Long-read sequencing in fungal identification
Minh Thuy Vi Hoang A B , Laszlo Irinyi A B C and Wieland Meyer A B C D E *A Molecular Mycology Research Laboratory, Centre for Infectious Diseases and Microbiology, Faculty of Medicine and Health, Sydney Medical School, Westmead Clinical School, The University of Sydney, Sydney, NSW 2006, Australia.
B Molecular Mycology Research Laboratory, Centre for Infectious Diseases and Microbiology, Westmead Institute for Medical Research, Westmead, NSW 2145, Australia.
C Sydney Institute for Infectious Diseases, The University of Sydney, Sydney, NSW 2006, Australia.
D Westmead Hospital (Research and Education Network), Westmead, NSW 2145, Australia.
E Curtin Medical School, Curtin University, Perth, WA 6102, Australia.
Minh Thuy Vi Hoang is a PhD student at the University of Sydney at the Sydney Medical School. Her doctoral work explores the application of long-read sequencers to the diagnosis of fungal diseases. Prior, she received a Bachelor of Medical Science (First Class Honours) in Microbiology at the University of Sydney. |
Dr Laszlo Irinyi is a Postdoctoral Fellow at Westmead Institute for Medical Research, Westmead, NSW, Australia and his research focuses on the identification and molecular taxonomy of human and animal pathogenic fungi. Currently his focus is on the adaptation of new generation sequencing technologies in routine diagnostics for fungal identification. |
Professor Wieland Meyer is a Molecular Medical Mycologist and academic at the Faculty of Medicine and Health, Sydney Medical School; The University of Sydney, Associate Dean of Curtin Medical School, Curtin University, and the Fundação Oswaldo Cruz (FIOCRUZ) in Rio de Janeiro, Brazil, heading the MMRL within the CIDM, Westmead Institute for Medical Research, with a PhD in fungal genetics from the Humboldt University of Berlin, Germany. His research focuses on phylogeny, molecular identification, population genetics, molecular epidemiology, and virulence mechanisms of human and animal pathogenic fungi.
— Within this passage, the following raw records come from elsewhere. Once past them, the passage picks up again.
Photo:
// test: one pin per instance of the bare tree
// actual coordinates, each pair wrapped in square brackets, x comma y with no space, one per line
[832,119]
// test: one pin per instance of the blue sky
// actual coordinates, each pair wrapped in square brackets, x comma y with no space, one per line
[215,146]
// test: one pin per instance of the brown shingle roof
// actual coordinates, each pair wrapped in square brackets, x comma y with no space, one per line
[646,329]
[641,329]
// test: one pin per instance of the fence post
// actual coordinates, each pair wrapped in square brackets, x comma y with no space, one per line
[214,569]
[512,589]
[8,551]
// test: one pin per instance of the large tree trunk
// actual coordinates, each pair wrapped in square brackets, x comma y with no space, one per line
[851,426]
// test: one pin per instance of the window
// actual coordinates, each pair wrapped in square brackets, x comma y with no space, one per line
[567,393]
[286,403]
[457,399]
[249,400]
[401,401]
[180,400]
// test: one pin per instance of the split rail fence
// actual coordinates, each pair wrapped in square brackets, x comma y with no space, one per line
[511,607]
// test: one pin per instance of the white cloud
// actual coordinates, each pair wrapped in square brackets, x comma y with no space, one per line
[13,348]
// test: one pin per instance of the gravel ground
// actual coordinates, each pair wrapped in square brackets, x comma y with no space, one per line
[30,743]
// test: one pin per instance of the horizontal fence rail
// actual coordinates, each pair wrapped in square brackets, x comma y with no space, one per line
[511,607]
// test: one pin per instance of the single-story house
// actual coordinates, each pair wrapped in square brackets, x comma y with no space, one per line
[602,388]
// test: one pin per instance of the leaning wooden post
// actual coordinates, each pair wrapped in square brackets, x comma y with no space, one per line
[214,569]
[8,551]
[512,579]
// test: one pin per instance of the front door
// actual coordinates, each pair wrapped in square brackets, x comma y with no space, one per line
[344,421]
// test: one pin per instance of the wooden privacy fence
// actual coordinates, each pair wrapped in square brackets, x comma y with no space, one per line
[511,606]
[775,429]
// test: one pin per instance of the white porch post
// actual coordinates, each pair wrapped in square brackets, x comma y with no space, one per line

He is the Convener of the Mycology Interest Group of ASM, and the President of the International Mycological Association (IMA). |
Microbiology Australia 43(1) 14-18 https://doi.org/10.1071/MA22006
Submitted: 23 December 2021 Accepted: 11 February 2022 Published: 8 April 2022
© 2022 The Author(s) (or their employer(s)). Published by CSIRO Publishing on behalf of the ASM. This is an open access article distributed under the Creative Commons Attribution-NonCommercial-NoDerivatives 4.0 International License (CC BY-NC-ND)
Abstract
Long-read sequencing is currently supported by sequencing platforms from Pacific Biosciences and Oxford Nanopore Technologies, both of which generate ultra-long reads. Metabarcoding and metagenomics are the two approaches used when implementing sequencing. Metabarcoding involves the amplification and sequencing of selected nucleic acid regions, while in a metagenomic approach extracted nucleic acids are sequenced directly without prior amplification. Both approaches have associated advantages and disadvantages, which, in combination with long-read sequencing, provide a promising new approach for fungal identification and diagnosis of mycoses, on which we will reflect in this short review.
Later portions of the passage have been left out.